ふたつの背中を抱きしめた
「…間違いじゃ、ないの。過ちでもない。」
私の言葉に、綜司さんが笑顔を無くす。
「…ごめん、綜司さん。もう…やり直せない…。私…もう、柊くんの手を離せない。」
またひとつ、
私は綜司さんを絶望へ突き落とす。
「…僕より…その男を取るの…?」
信じられない、と云った表情で綜司さんが私を見ている。
「…何が、何が足りないの?真陽?
僕に何が足りなくてそいつを選ぶの?
もっと優しくすればいい?もっと一緒にいる時間が必要?
それともやっぱりもっとなんでも買ってあげれば良かった?
ねえ真陽?真陽?」
すがるように、綜司さんは私に問い詰めた。
私の瞳の中に必死に答えを求めて。
そんな綜司さんに、私はただただ首を振って答える。
「違う、綜司さん。綜司さんは何も足りなくない。
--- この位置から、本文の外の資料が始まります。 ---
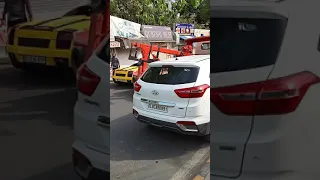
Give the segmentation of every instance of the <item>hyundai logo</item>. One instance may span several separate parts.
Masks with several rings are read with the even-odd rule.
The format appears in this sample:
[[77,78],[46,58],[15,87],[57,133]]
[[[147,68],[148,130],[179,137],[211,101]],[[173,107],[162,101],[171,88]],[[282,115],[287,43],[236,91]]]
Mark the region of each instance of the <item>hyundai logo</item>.
[[159,92],[156,91],[156,90],[153,90],[151,93],[152,93],[153,95],[158,95],[158,94],[159,94]]

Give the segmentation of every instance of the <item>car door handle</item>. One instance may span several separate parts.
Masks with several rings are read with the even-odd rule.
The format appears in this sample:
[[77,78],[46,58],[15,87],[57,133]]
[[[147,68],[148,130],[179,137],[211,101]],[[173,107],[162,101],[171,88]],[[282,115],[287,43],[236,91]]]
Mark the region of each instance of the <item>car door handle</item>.
[[110,117],[99,116],[97,120],[97,124],[102,127],[110,128]]

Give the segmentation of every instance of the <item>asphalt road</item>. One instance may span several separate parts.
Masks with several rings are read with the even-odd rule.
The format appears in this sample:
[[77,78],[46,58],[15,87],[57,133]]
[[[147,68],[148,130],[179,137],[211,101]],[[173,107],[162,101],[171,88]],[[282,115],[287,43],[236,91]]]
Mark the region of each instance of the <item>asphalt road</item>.
[[0,65],[0,179],[79,180],[71,164],[74,85]]
[[187,180],[206,161],[209,143],[203,139],[136,121],[131,86],[111,83],[110,94],[111,179]]

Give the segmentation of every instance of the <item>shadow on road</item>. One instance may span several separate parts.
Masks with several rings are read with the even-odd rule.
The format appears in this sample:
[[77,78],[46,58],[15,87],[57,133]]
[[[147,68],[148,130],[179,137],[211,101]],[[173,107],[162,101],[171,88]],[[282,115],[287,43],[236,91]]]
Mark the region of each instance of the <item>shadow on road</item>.
[[[76,99],[70,74],[50,69],[26,73],[10,65],[0,66],[0,138],[6,144],[1,158],[7,169],[1,175],[37,174],[25,180],[79,180],[70,153]],[[62,163],[67,164],[54,167]]]
[[51,69],[32,74],[1,67],[0,88],[0,121],[41,119],[72,128],[77,92],[70,75]]
[[110,90],[133,90],[132,84],[116,84],[110,82]]
[[73,107],[77,99],[75,89],[65,89],[39,96],[2,102],[7,107],[0,108],[0,121],[44,120],[60,126],[73,124]]
[[114,103],[113,101],[123,99],[128,102],[132,102],[133,88],[132,84],[115,84],[110,83],[110,106]]
[[44,72],[24,72],[11,66],[0,68],[0,88],[19,90],[52,89],[75,86],[75,79],[70,73],[53,69]]
[[171,159],[174,163],[203,144],[209,146],[201,137],[149,127],[136,121],[131,113],[111,123],[113,161]]
[[68,163],[22,180],[80,180],[80,178],[72,171],[72,163]]

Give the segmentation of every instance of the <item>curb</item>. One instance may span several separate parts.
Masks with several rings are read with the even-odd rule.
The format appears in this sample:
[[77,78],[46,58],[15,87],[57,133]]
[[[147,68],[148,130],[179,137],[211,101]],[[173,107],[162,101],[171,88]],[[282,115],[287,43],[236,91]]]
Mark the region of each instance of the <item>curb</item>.
[[207,163],[208,159],[210,159],[210,150],[206,152],[206,154],[201,158],[201,160],[193,166],[193,168],[188,172],[188,174],[183,178],[183,180],[194,180],[194,177],[196,177],[199,174],[200,170],[202,169],[204,164]]
[[200,171],[192,180],[205,180],[205,179],[210,179],[210,157],[209,159],[205,162],[205,164],[201,167]]

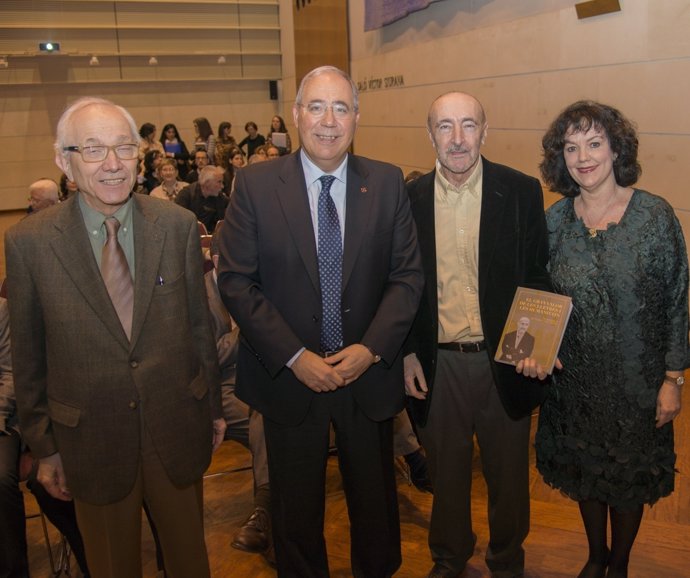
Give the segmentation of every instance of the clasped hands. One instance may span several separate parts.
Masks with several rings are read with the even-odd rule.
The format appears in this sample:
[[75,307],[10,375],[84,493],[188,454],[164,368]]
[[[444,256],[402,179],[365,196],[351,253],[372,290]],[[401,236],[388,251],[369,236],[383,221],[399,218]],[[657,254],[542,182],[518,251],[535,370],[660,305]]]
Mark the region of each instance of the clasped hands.
[[345,387],[362,375],[374,356],[367,347],[355,343],[338,353],[321,357],[305,349],[292,364],[292,371],[304,385],[317,393]]

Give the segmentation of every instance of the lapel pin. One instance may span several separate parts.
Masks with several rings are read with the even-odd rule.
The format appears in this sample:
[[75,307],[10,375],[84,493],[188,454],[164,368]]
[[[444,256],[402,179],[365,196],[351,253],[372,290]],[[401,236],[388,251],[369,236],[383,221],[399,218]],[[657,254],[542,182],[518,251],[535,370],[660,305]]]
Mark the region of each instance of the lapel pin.
[[360,193],[366,193],[366,192],[367,192],[367,188],[366,188],[366,187],[361,187],[361,188],[359,189],[359,192],[360,192]]

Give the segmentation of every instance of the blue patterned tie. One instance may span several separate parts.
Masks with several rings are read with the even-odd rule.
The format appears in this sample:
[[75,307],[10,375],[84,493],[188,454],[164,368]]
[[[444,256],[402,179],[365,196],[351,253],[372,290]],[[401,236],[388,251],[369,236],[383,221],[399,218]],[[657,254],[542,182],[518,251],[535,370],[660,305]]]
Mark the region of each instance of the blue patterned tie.
[[340,221],[331,198],[335,177],[323,175],[319,193],[319,280],[321,281],[321,350],[335,351],[343,341],[340,316],[340,285],[342,278],[343,245]]

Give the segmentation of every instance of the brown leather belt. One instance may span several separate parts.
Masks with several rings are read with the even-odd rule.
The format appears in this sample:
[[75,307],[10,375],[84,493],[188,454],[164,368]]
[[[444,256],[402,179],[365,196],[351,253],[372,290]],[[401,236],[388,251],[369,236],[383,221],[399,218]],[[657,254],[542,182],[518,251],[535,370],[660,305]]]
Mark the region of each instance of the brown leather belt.
[[486,349],[486,341],[466,341],[464,343],[451,341],[450,343],[439,343],[438,348],[460,353],[479,353]]

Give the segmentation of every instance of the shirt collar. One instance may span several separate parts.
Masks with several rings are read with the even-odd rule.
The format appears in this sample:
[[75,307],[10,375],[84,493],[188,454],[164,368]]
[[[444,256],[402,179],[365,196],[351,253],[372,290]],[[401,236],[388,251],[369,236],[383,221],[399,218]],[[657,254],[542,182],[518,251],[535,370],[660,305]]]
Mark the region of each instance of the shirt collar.
[[484,165],[482,164],[482,157],[479,157],[477,164],[469,178],[459,187],[452,184],[441,172],[441,163],[436,160],[436,187],[437,190],[443,194],[444,197],[448,198],[451,194],[461,195],[465,192],[472,195],[475,199],[481,196],[481,182],[482,175],[484,174]]
[[[81,214],[84,218],[84,224],[88,231],[101,231],[103,229],[103,223],[105,222],[106,216],[95,209],[92,209],[84,200],[84,193],[79,193],[79,209],[81,209]],[[118,221],[120,221],[120,226],[124,231],[128,231],[132,227],[132,195],[130,194],[127,202],[122,205],[115,213],[112,215]]]
[[304,152],[304,149],[300,149],[300,159],[302,161],[302,169],[304,170],[304,180],[307,183],[307,188],[311,187],[325,174],[333,175],[336,179],[338,179],[342,183],[345,183],[347,175],[347,159],[349,158],[349,156],[350,155],[345,155],[343,162],[340,163],[337,169],[326,173],[312,162],[312,160],[307,156],[307,153]]

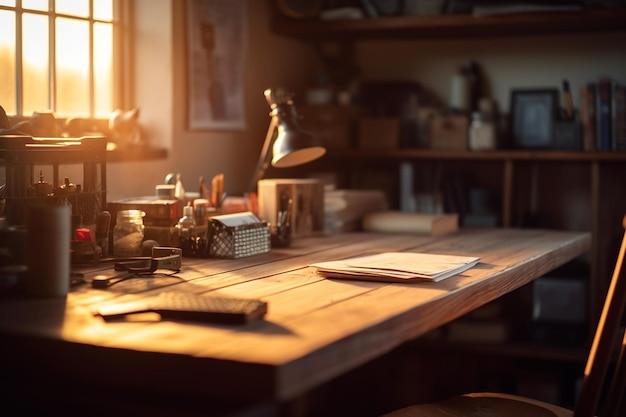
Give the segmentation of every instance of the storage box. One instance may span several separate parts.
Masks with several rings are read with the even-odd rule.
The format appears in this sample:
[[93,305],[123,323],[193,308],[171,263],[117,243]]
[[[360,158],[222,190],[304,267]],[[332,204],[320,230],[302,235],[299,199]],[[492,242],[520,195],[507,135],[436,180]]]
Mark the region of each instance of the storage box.
[[466,151],[468,129],[467,116],[435,116],[431,122],[430,147],[447,151]]
[[400,146],[400,120],[396,117],[359,119],[359,149],[397,149]]
[[[257,184],[259,217],[276,227],[280,211],[289,211],[292,237],[324,231],[324,187],[317,179],[264,179]],[[291,206],[286,207],[288,200]]]
[[356,117],[354,106],[298,106],[300,126],[312,133],[325,148],[347,149],[354,143]]
[[250,212],[223,214],[209,220],[209,256],[242,258],[269,252],[267,222]]
[[107,209],[111,212],[113,222],[111,227],[115,225],[116,213],[120,210],[143,210],[146,213],[143,224],[146,226],[176,226],[178,219],[183,216],[183,203],[181,201],[163,200],[156,196],[131,197],[111,201],[107,204]]

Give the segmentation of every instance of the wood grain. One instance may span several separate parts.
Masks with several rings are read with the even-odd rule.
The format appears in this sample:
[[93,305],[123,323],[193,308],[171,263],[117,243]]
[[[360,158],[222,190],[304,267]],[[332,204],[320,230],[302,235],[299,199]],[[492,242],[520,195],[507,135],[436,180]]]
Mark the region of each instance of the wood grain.
[[[529,283],[590,244],[589,233],[464,229],[438,237],[312,237],[249,258],[185,258],[175,277],[130,279],[106,290],[84,285],[60,300],[2,300],[0,334],[12,359],[0,357],[1,366],[28,364],[76,380],[97,375],[128,389],[159,392],[167,380],[170,393],[286,401]],[[481,262],[441,282],[416,284],[324,279],[308,266],[384,251],[479,256]],[[114,271],[99,265],[84,272],[89,279]],[[261,298],[268,314],[244,326],[105,323],[93,315],[100,305],[162,290]],[[45,357],[36,353],[41,349]]]

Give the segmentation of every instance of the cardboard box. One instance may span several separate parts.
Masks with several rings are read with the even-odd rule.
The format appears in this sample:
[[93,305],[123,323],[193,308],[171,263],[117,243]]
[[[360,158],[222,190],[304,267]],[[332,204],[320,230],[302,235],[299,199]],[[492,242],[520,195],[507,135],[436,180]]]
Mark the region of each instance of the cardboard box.
[[298,106],[300,126],[312,133],[325,148],[347,149],[354,144],[356,117],[354,106]]
[[257,185],[259,218],[268,222],[271,230],[285,202],[289,208],[291,236],[302,237],[324,232],[324,187],[317,179],[264,179]]
[[359,119],[359,149],[397,149],[400,146],[400,119],[368,117]]
[[430,147],[446,151],[466,151],[468,129],[467,116],[435,116],[431,122]]

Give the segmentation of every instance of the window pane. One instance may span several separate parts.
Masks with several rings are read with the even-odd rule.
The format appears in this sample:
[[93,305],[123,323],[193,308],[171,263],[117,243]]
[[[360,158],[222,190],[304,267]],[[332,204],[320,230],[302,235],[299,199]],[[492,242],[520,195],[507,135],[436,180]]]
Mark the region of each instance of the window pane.
[[0,6],[15,6],[15,0],[0,0]]
[[22,114],[50,109],[48,94],[48,18],[25,13],[22,17]]
[[0,105],[17,114],[15,103],[15,12],[0,10]]
[[98,20],[113,21],[113,0],[94,0],[93,17]]
[[94,116],[108,117],[113,108],[113,25],[96,23],[94,44]]
[[89,116],[89,22],[56,19],[56,99],[61,116]]
[[55,8],[57,13],[89,17],[89,0],[56,0]]
[[31,10],[48,11],[48,0],[22,0],[22,7]]

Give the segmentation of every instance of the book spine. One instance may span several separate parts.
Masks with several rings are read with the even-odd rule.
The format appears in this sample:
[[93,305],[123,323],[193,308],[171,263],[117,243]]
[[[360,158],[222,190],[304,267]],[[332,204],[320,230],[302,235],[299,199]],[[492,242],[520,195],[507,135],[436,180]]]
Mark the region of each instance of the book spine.
[[596,115],[595,115],[596,85],[588,83],[580,88],[579,109],[580,122],[583,128],[583,149],[596,150]]
[[611,129],[611,80],[600,78],[597,86],[597,139],[598,150],[612,150],[612,129]]
[[616,84],[613,98],[615,150],[626,151],[626,86]]

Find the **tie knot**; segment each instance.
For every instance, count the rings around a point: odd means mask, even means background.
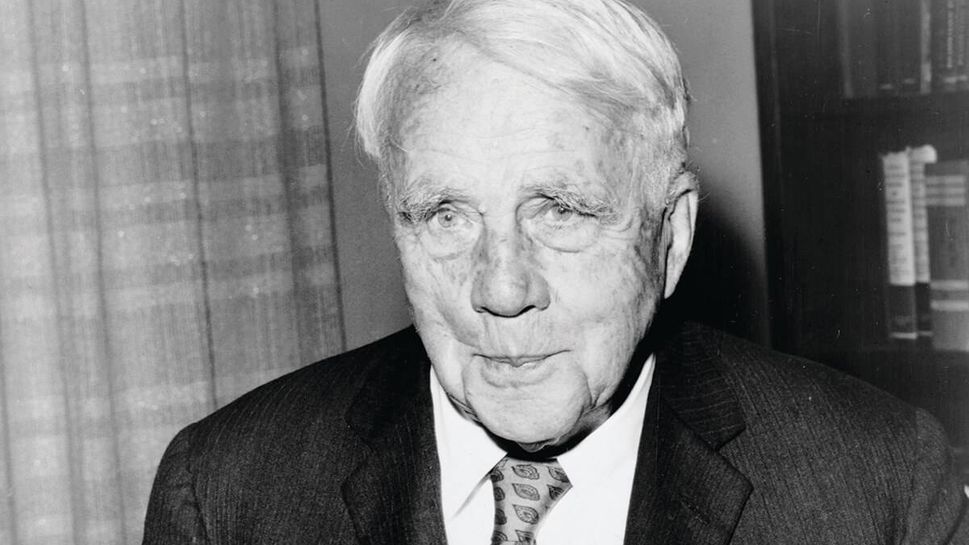
[[[558,460],[525,461],[505,456],[491,470],[495,493],[492,545],[535,545],[535,533],[549,510],[572,488]]]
充分過ぎるほど私に与えてくれた。
…でも、柊くんは…何も、何も持っていないの。
家族も、友達も、愛情も思い出も、何も知らない。自分のコトだって将来のコトだって自信が無くて…生きる意味さえ知らない子なの…。
…だから…私が必要なの。…柊くんには、私しか無いの…。
ごめんなさい。私…柊くんの傍に、居てあげたい…。」
なんて、残酷。
綜司さんの心を切り刻むように
私は、柊くんへの想いをこの口で紡ぐ。
どこまでもどこまでも
酷い女。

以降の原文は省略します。